Standesamt

Der allererste Weg führte uns zum Standesamt. Hier wurde uns mitgeteilt, welche Papiere alle benötigt werden, damit die Eheschließung möglich ist. Wie gut die Zusammenarbeit mit dem Standesamt ist, kann völlig unterschiedlich sein. Während der eine Mitarbeiter einem in allen Belangen hilft und sogar mit dem Ausländeramt Rücksprache zwecks Vorbereitung hält, gab es schon Fälle in denen der Standesbeamte sich mit verschränkten Armen und einem „Soso, heiraten sich bitte im Ausland, dann kann man sicher sein, dass es keine fiktive Ehe ist“ zurücklehnte und jede Tätigkeit ablehnte. Es kommt halt immer darauf an, was der Beamte in seiner Laufbahn schon erleben musste. Manche haben halt langsam die Schnauze voll, dass sie sich um alles und jeden Mist kümmern müssen, weil die Heiratswilligen in letzter Minute doch nicht willig sind, ständig alles falsch machen oder Papiere nicht oder unvollständig abliefern.

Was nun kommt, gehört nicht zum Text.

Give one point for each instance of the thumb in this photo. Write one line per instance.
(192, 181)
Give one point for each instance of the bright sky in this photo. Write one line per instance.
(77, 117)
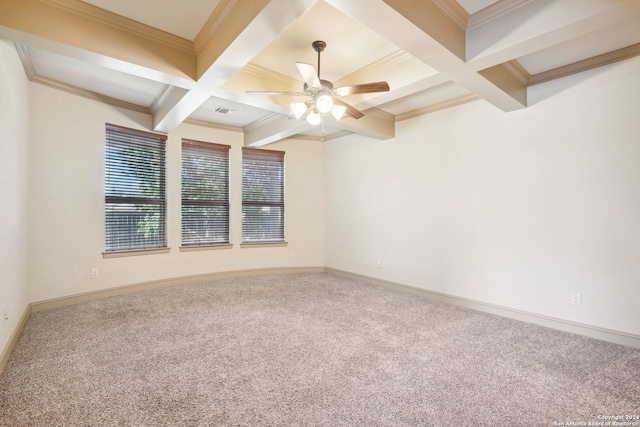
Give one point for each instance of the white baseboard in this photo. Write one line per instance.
(603, 334)
(609, 335)
(155, 284)
(127, 289)
(6, 352)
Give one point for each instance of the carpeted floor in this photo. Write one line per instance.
(306, 350)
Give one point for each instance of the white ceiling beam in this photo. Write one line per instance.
(273, 129)
(430, 38)
(375, 124)
(541, 24)
(247, 28)
(90, 34)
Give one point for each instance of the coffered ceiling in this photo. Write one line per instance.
(193, 60)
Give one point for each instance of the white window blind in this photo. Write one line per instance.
(205, 193)
(135, 193)
(262, 196)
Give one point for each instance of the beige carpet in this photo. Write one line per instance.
(305, 350)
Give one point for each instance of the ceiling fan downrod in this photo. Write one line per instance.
(318, 46)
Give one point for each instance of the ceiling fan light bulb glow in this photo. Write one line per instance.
(314, 118)
(338, 111)
(324, 103)
(298, 109)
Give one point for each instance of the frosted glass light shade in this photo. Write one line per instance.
(298, 109)
(324, 103)
(338, 111)
(314, 118)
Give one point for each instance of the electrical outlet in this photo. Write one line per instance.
(575, 298)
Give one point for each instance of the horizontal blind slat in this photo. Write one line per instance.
(205, 193)
(135, 192)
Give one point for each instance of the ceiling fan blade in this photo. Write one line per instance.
(351, 110)
(362, 88)
(266, 92)
(309, 75)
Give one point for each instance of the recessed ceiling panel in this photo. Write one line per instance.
(425, 98)
(350, 45)
(182, 18)
(473, 6)
(94, 78)
(578, 49)
(228, 113)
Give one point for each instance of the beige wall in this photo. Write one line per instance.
(517, 209)
(67, 201)
(14, 135)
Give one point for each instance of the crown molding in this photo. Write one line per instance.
(89, 94)
(437, 107)
(586, 64)
(94, 13)
(496, 10)
(25, 58)
(454, 11)
(324, 138)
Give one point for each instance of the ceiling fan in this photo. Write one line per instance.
(323, 97)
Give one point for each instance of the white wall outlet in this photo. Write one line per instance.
(575, 298)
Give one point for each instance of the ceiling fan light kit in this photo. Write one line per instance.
(323, 96)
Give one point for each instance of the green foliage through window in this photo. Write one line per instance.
(205, 193)
(135, 194)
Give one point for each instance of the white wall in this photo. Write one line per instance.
(67, 202)
(14, 138)
(515, 209)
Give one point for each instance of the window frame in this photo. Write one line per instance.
(121, 137)
(274, 160)
(214, 151)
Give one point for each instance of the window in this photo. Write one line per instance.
(262, 196)
(135, 195)
(205, 193)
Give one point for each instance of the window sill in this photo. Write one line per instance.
(205, 247)
(263, 245)
(136, 252)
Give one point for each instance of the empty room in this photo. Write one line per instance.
(319, 212)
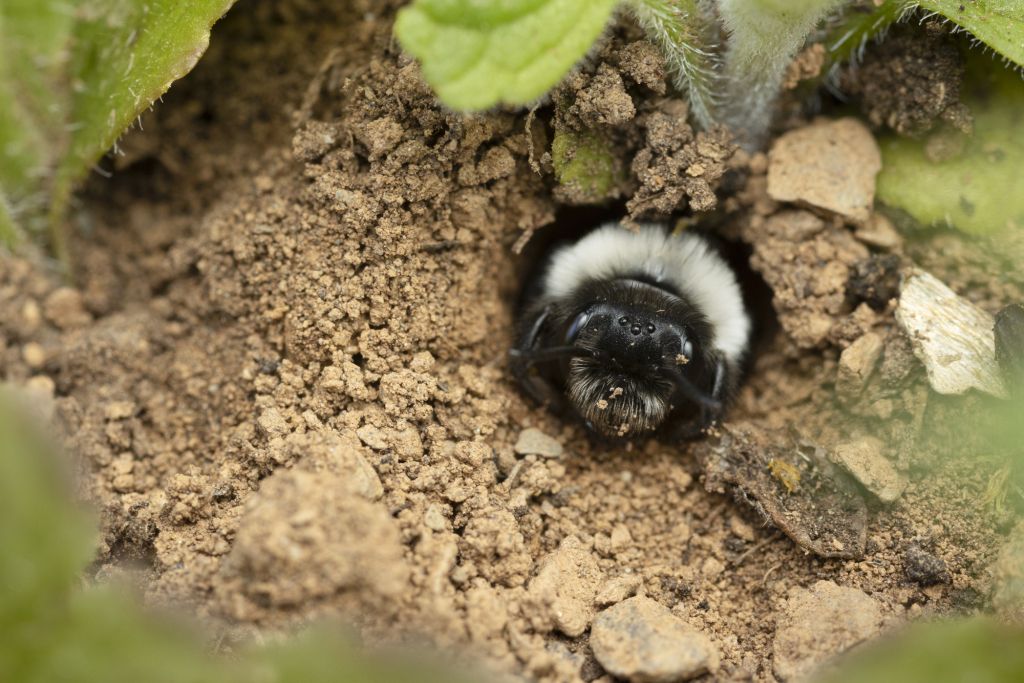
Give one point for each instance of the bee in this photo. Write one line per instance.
(636, 332)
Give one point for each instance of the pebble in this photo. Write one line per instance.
(561, 595)
(818, 624)
(621, 538)
(924, 567)
(952, 337)
(864, 460)
(617, 589)
(434, 518)
(828, 165)
(532, 441)
(642, 641)
(65, 308)
(372, 436)
(856, 365)
(271, 423)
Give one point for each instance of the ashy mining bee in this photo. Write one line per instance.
(640, 331)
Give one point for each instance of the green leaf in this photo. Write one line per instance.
(980, 190)
(74, 75)
(477, 54)
(764, 36)
(45, 539)
(584, 163)
(998, 24)
(978, 650)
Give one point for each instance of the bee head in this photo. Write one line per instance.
(640, 355)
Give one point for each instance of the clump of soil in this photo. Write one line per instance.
(284, 373)
(911, 81)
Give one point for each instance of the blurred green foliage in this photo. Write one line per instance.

Gute Vorbereitung und halt doch mal eine Krawatte umgebunden, anstatt frisch von der Malerbaustelle im munter farbig bekleckerten Overall, wird durchaus gerne gesehen.


Wer hier auf meinen Seiten liest, weiß schon mal 95% dessen was der Standesbeamte von einem haben will. Diverse Variationen liegen dann in der Hand des Standesamtes. Es gibt halt verschiedene Auslegungen der Vorschriften.  
Die rechtlichen Aspekte (die wir hier nicht abdecken können/dürfen), sollte man sich bei den Ämtern, Gerichten oder ggf. einem Anwalt erfragen.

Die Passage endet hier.